Assim, importa verificar se a licitação está sendo anulada ou revogada, por
exemplo, em razão da inabilitação da empresa que o órgão ou entidade gostaria
de contratar, ou do êxito de empresa diversa da “escolhida”, mediante a
utilização de justificativas insuficientes ou impróprias para tanto.
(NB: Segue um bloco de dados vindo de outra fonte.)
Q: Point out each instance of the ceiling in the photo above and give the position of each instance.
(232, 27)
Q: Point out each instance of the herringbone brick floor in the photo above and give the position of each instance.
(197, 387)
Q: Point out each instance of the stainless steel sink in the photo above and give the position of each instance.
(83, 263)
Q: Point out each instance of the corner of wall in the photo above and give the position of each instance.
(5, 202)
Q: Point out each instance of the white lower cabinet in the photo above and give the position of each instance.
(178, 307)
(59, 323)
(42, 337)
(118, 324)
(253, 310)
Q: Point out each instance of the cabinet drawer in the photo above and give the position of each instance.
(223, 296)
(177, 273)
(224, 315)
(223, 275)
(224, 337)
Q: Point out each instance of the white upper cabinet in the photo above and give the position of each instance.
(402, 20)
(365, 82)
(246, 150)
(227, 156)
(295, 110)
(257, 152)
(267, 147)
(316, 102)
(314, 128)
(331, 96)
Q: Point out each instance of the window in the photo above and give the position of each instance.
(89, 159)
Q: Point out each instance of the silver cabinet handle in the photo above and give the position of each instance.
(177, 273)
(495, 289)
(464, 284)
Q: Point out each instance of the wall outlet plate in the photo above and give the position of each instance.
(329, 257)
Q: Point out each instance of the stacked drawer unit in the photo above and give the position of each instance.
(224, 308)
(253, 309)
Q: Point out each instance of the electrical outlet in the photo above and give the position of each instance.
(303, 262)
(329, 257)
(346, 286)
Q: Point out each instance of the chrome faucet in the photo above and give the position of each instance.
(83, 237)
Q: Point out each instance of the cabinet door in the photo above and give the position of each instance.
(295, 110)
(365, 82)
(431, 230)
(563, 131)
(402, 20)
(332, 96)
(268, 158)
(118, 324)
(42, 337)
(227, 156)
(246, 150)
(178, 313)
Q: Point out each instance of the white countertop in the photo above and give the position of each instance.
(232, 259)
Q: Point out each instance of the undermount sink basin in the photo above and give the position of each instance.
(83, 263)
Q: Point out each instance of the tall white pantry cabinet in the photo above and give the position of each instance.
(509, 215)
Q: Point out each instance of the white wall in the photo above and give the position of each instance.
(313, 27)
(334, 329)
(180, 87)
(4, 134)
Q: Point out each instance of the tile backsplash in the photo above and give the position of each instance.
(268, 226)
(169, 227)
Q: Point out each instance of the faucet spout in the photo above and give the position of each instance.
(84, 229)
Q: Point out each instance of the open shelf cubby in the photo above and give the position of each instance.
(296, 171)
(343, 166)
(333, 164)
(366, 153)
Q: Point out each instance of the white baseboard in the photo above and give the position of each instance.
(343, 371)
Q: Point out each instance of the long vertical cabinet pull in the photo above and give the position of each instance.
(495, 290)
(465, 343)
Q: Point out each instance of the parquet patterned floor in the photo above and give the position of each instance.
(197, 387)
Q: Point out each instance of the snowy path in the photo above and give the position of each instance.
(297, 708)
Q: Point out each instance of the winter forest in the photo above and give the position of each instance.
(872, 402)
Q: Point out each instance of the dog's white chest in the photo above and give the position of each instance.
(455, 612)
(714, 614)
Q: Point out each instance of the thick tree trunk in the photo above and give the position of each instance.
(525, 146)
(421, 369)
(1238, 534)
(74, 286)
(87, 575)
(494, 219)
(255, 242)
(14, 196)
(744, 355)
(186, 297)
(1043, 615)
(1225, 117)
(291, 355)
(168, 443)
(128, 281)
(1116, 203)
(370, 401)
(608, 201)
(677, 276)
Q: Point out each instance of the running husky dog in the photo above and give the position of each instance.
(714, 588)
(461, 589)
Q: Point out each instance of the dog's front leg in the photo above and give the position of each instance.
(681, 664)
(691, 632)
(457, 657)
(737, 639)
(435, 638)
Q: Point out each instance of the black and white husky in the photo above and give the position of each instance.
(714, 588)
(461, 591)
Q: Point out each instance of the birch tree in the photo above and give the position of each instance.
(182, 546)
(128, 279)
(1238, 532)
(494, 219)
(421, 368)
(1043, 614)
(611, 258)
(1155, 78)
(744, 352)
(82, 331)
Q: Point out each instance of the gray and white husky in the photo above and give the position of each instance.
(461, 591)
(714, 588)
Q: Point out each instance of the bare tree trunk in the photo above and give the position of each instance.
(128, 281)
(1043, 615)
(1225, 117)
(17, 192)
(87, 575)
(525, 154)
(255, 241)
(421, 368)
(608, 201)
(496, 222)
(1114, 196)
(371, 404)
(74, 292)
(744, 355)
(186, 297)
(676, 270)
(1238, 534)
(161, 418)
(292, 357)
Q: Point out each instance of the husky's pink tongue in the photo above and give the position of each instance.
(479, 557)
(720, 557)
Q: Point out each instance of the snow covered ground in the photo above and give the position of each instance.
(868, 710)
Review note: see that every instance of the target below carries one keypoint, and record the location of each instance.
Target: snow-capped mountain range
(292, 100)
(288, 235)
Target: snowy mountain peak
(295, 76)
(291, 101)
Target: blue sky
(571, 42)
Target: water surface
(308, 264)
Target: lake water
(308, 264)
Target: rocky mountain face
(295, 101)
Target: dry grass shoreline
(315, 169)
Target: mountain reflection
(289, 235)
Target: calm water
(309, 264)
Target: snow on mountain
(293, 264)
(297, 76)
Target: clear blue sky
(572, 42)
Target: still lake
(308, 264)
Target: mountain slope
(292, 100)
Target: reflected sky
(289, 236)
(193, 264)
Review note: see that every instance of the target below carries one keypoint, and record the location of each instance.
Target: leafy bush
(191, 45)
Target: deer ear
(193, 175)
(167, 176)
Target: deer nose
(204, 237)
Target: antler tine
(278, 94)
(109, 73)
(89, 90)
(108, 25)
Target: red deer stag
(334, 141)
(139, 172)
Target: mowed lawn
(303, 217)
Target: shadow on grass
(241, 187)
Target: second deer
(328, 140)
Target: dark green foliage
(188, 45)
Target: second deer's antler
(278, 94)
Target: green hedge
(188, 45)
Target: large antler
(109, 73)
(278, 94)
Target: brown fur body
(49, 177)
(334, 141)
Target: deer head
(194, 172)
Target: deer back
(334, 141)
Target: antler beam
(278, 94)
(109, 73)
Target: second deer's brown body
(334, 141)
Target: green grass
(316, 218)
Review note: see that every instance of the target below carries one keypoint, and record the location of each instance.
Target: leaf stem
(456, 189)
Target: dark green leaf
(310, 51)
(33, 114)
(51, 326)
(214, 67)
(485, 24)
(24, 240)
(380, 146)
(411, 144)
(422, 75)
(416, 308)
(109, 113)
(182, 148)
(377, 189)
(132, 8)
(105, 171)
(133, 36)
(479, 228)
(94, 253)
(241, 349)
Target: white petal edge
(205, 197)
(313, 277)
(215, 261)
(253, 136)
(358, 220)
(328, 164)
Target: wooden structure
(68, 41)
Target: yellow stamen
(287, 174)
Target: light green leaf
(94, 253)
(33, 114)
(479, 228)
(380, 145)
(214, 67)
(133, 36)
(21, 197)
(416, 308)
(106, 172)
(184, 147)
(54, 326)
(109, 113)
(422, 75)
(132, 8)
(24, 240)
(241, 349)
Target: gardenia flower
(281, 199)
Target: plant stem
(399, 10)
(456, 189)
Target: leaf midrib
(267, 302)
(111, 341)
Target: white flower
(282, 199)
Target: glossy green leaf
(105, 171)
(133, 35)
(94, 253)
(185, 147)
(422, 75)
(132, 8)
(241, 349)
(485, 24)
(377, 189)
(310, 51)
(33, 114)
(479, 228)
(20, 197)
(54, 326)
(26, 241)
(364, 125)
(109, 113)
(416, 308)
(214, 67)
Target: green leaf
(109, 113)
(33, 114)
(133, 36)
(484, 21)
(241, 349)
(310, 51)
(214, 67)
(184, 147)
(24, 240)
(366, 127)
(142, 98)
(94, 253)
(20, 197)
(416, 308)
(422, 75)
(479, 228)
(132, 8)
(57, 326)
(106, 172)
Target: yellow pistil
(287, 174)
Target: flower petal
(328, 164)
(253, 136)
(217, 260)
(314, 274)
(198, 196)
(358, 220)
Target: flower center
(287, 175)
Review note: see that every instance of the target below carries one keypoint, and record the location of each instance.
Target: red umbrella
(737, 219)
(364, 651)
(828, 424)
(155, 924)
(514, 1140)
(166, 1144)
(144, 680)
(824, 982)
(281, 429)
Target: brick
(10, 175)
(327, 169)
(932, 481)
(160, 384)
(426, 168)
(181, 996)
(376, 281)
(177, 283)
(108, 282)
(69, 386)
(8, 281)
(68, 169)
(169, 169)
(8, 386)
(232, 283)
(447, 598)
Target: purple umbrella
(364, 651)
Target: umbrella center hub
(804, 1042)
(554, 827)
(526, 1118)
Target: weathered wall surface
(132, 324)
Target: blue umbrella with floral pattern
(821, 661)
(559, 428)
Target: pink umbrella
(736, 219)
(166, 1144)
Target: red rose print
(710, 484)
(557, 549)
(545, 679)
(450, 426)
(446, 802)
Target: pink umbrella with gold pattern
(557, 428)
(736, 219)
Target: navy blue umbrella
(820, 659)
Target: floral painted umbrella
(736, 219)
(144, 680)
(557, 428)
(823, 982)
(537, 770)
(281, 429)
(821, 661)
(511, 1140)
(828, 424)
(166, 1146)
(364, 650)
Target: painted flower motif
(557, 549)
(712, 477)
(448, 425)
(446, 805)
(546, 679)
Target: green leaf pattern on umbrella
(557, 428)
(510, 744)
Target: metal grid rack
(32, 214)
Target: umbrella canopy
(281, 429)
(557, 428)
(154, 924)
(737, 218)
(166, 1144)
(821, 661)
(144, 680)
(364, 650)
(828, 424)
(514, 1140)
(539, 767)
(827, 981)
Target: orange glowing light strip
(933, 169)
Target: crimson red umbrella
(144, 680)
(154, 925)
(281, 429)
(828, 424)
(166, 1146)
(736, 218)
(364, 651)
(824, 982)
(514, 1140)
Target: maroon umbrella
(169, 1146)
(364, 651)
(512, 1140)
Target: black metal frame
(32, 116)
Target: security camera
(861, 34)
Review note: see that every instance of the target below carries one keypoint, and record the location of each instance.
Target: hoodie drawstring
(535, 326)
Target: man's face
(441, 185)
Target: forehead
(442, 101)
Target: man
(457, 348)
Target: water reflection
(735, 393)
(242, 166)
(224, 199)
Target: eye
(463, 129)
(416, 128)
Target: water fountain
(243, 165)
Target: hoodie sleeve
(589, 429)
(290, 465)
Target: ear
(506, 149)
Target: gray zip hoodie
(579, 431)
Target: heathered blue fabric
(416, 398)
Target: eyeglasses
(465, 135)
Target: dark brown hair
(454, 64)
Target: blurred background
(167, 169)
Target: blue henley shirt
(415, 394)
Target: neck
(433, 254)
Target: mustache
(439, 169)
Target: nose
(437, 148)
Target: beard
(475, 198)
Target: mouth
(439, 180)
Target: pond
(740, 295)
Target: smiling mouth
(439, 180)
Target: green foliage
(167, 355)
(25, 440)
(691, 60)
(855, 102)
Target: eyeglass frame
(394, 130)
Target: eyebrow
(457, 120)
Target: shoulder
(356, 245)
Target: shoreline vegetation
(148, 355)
Sendo esse
o caso, restará caracterizada a ilegalidade do desfazimento.
Da
mesma forma, o alijamento indevido de licitantes fere frontalmente os
princípios que norteiam a atividade administrativa e, diga-se de passagem, pode
ensejar a responsabilização do
agente que agiu em desconformidade com a lei.
Enfim,
esses são apenas alguns exemplos que demonstram a importância de se fundamentar
adequadamente as reivindicações dirigidas à Administração Pública.
Certamente,
um recurso administrativo ou impugnação contendo apenas argumentos ou considerações
da própria licitante não produz os mesmos efeitos que uma peça fundamentada em
decisões do Poder Judiciário e dos Tribunais de Contas sobre casos semelhantes e
em obras de autores renomados no assunto.
Esses
elementos possibilitam demonstrar o valor e a credibilidade das alegações do
particular, que o ato impugnado contraria a lei, que esse ato é passível de
revisão ou anulação nas vias administrativas ou judiciais, bem como “alertar” o
órgão ou ente público para a possibilidade de responsabilização perante o
Tribunal de Contas competente.
Destarte, uma
fundamentação consistente, respaldada em decisões de casos semelhantes,
proferidas pelo Poder Judiciário e pelos Tribunais de Contas, bem como nas
lições de autores renomados que se amoldam ao caso concreto, confere eficácia
aos argumentos apresentados pelo particular (licitante ou contratado) e cria
expectativas legitimas de direito para o mesmo.